Cell apoptosis assay

Cells stages of apoptosis were detected using an Annexin V-FITC Apoptosis Detection Kit, according to the manufacturer’s protocol. In brief, RSC96 cells were treated with 10 or 20 μg/ml MSC-EVs or medium for 24 h. In certain experiments, the RSC96 cells were pretreated with 10 µM U0126 for 30 min prior to the addition of 10 and 20 μg/ml EVs. Subsequently, the cells were stained with PI and Annexin V-FITC for 20 min at RT in the dark after being washed twice with cold PBS. Finally, the cells were analyzed using BD FACSCanto II Flow Cytometer by FCAP Array^TM (BD Bioscience).

Western blot analysis

The RSC96 cells were treated with 10 or 20 μg/ml MSC-EVs or medium for 24 h. In certain experiments, the RSC96 cells were pretreated with 10 µM U0126 for 30 min prior to the addition of 10 and 20 μg/ml EVs. The total cellular proteins of the cells were extracted using a modified radioimmunoprecipitation assay lysis buffer (Vazyme, Nanjing, China) and supplemented with phenylmethanesulfonyl fluoride (Beyotime, Shanghai, China). The protein concentration was determined using a NanoDrop 1000 spectrophotometer (Thermo Scientific, MA, USA). Equal amounts of protein (200 μg) were electrophoresed in 10% SDS-PAGE and transferred onto polyvinylidene difluoride membranes (Beyotime). Non-specific binding was blocked with Tris-buffered saline/0.05% Tween-20 (TBST) containing 5% defatted milk powder at room temperature for 1 h and incubated with anti-ERK1/2 (1:500), anti-p-ERK1/2 (1:500), anti-Bcl-2 (1:500), anti-Bax (1:500), and GAPDH (ImmunoWay Biotechnology Company, Tennyson Pkwy, USA) overnight at 4°C. The blots were washed with TBST and incubated with HRP-linked anti-mouse IgG secondary antibodies (ImmunoWay Biotechnology Company, Tennyson Pkwy, USA). Finally, immunoblot signals were visualized using chemiluminescence (ECL) reagents (Beyotime) and then imaged and quantitated using Scion Image (Scion Corporation, USA).

Statistical analysis

Data are expressed as the mean ± SD. Statistically significant differences between the groups were assessed using one-way ANOVA with a post-hoc two-sided Dunnett t-test adjustment. The statistical analyses were performed using GraphPad Prism 5, and statistical significance was considered at P < 0.05.

Results

Morphology and differentiation potential of rat BM-MSCs

A homogenous population of BM-MSCs was obtained from SD rats after three passages in vitro. The cells displayed a spindly and fibroblast-like morphology (Figure 1A). The differentiation of MSCs was apparent after two or three weeks of induction under specific differentiation culture media. The MSCs were capable of differentiating into osteocytes and adipocytes, as shown by the positive staining of Alizarin Red (Figure 1B) and Oil Red O (Figure 1C). The majority of the cells showed the prominent presence of MSC surface markers CD29 (98.2%), CD90 (98.3%), and CD105 (98.9%). Minimal, if any, CD19 expression was detected (0.2%) (Figure 1D).

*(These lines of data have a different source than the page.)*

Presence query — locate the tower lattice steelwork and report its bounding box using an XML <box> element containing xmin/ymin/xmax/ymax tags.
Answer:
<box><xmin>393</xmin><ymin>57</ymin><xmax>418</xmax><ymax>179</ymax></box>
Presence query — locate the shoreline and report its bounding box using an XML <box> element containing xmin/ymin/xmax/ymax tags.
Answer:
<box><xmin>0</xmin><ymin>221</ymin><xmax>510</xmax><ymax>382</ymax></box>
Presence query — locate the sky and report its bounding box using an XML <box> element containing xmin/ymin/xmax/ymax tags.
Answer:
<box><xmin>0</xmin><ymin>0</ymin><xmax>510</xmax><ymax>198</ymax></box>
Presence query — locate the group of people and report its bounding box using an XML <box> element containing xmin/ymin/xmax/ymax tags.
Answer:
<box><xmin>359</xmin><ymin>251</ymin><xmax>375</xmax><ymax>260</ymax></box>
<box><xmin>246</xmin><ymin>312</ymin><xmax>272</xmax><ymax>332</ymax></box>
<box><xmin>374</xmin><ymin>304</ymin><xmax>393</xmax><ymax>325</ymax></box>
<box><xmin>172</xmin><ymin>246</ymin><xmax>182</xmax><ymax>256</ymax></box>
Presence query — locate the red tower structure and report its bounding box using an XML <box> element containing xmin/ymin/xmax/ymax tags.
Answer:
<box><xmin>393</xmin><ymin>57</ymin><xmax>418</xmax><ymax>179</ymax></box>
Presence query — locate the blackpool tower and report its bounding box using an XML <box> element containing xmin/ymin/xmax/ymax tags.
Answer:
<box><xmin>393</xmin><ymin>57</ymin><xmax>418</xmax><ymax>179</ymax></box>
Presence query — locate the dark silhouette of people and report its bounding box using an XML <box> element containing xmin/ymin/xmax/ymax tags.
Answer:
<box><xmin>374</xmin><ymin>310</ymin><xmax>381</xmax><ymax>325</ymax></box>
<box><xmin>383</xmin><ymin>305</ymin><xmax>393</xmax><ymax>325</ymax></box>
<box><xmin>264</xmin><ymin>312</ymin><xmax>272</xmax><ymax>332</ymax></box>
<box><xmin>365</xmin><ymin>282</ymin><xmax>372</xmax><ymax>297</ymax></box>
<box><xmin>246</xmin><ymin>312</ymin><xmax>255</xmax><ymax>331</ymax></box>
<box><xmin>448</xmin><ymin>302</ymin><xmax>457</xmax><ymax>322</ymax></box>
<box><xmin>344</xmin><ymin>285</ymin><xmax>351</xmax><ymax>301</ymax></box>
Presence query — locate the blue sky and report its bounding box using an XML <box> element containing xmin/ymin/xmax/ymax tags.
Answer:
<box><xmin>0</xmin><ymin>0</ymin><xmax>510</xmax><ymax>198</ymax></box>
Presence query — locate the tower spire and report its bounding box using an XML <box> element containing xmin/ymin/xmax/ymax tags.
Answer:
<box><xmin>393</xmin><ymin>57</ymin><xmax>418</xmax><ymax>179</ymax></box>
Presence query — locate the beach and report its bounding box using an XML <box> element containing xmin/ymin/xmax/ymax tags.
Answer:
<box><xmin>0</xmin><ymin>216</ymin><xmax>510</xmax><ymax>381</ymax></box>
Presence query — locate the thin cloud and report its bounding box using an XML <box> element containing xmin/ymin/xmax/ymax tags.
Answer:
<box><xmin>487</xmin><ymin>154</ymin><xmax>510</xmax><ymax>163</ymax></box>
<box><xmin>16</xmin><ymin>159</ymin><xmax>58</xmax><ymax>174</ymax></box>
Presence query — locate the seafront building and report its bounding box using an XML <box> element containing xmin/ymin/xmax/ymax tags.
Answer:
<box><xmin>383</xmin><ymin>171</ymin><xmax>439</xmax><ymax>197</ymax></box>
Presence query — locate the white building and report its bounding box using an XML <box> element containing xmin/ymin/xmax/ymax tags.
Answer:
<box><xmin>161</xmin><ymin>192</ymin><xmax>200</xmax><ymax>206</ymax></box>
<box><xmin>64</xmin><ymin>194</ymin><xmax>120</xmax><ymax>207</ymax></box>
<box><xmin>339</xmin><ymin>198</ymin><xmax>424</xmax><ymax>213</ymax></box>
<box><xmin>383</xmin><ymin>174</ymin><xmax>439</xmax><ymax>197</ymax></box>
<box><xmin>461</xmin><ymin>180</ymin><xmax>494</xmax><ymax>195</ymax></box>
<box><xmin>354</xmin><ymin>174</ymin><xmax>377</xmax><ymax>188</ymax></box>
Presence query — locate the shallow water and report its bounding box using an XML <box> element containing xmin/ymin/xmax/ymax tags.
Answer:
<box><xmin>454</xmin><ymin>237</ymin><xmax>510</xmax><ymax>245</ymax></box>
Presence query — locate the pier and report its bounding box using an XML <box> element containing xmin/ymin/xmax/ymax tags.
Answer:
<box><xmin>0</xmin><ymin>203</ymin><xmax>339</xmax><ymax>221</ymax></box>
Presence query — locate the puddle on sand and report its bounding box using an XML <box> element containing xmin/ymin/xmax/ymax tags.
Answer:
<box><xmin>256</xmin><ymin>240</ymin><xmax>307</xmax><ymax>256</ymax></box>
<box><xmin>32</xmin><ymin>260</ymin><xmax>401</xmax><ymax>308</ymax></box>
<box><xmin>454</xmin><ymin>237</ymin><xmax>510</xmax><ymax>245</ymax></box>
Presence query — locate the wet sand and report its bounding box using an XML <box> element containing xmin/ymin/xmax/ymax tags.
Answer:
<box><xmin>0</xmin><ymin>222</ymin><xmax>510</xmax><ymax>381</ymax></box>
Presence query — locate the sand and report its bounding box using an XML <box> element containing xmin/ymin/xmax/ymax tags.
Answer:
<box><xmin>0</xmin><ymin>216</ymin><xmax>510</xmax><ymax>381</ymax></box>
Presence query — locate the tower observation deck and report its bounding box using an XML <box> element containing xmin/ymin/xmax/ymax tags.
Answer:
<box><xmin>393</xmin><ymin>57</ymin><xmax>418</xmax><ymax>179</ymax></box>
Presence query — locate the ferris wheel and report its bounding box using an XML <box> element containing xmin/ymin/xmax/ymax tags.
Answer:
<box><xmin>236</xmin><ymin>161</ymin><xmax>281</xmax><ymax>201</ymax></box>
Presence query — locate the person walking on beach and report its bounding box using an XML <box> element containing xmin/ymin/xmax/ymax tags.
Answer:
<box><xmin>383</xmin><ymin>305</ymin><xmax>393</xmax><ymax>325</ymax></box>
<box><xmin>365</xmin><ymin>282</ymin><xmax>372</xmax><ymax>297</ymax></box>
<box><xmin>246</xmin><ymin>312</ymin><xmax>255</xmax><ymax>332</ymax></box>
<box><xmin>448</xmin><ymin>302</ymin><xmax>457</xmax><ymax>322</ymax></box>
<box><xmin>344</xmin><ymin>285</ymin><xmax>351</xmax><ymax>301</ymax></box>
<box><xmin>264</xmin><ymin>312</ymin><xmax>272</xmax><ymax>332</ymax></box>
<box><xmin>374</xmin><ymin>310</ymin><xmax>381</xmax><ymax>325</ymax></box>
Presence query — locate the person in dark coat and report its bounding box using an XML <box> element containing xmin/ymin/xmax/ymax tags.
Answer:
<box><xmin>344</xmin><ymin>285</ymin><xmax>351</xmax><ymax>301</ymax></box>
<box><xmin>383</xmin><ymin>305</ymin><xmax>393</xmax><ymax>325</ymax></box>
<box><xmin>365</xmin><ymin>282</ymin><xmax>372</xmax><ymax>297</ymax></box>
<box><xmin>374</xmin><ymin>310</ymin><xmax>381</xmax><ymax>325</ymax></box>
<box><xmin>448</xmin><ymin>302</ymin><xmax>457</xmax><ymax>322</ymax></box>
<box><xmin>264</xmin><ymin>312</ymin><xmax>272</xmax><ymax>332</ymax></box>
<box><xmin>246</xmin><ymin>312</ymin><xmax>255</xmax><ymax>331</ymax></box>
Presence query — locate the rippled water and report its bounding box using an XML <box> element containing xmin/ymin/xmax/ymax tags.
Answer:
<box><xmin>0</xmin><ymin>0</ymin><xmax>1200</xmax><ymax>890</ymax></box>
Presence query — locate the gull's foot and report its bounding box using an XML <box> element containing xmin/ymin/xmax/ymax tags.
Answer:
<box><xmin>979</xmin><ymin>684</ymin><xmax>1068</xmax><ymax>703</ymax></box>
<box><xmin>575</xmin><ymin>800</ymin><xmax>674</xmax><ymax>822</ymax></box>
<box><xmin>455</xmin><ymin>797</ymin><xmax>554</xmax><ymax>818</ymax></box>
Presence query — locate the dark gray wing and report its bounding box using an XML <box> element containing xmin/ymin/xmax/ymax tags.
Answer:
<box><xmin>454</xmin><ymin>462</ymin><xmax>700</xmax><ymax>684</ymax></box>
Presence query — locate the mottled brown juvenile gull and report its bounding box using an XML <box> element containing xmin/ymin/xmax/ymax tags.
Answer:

Characterization of rat MSC-derived EVs

The EVs were isolated from the MSCs through a series of ultracentrifugation steps of serum-free conditioned media as described in the materials and methods section. Zetasizer analyses determined that the sizes of the EVs ranged from 80-400 nm, with a mean value of 167 nm (Figure 2A). TEM showed their round or oval morphology and confirmed their sizes. EVs were aggregated in clusters (Figure 2B). Using SEM, isolated on the surface of the cell membrane of EVs revealed the same morphological and size characteristics, as detected by TEM (Figure 2C). Electron microscopy randomly captured the different stages of EV formation and release processes (Figure 2D). These results indicated that EVs originated from the rat MSCs.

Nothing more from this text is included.